There’s also operational threat intelligence, which she says behaves proactively, supplying details about emerging threats by identifying which attackers or threat groups will most likely target a business, as well as why and how this could happen. “Threat intelligence can help identify other early warning signs that could indicate a new threat campaign is being formulated.”

This gives security teams advance warning, allowing them to put measures in place, such as patching and updates, to close any security holes through which an attacker could crawl. “Another way they can prevent an attack is to keep an eye out for the creation of attack infrastructures, which are clear indicators that a new attack campaign is being created,” she says.

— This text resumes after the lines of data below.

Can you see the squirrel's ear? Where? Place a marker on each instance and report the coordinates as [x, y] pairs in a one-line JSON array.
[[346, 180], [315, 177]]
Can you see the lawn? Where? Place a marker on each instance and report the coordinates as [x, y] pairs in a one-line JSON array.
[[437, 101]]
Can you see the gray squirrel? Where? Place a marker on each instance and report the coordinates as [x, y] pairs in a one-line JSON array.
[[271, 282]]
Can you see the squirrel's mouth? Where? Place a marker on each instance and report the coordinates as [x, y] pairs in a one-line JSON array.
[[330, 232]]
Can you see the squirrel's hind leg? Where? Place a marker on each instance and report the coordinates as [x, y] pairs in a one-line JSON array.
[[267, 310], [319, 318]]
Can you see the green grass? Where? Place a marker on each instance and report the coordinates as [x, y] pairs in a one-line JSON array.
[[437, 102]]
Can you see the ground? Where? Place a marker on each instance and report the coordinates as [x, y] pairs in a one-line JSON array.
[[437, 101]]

Threat intelligence also speeds up detection time, adds Rohit. “Threat-hunting is now being used to actively search for traces of incidents instead of waiting for security products to recognise anomalous behaviour and raise a red flag. Operational threat intelligence helps threat-hunting, but also provides a deeper insight into who might be going after the enterprise and why, giving security teams a better idea of which artefacts and traces to keep an eye out for. Moreover, understanding what might be motivating the adversary, and what their goal is, will narrow down which systems are most likely in the attacker’s sight.”

Finally, she says threat intelligence plays a crucial role in incident prioritisation, investigation and response, by lowering the number of alerts and false positives, so that security teams don’t waste time investigating false alarms. It also gives them the context and attribution necessary to help them prioritise responses and speed up investigations.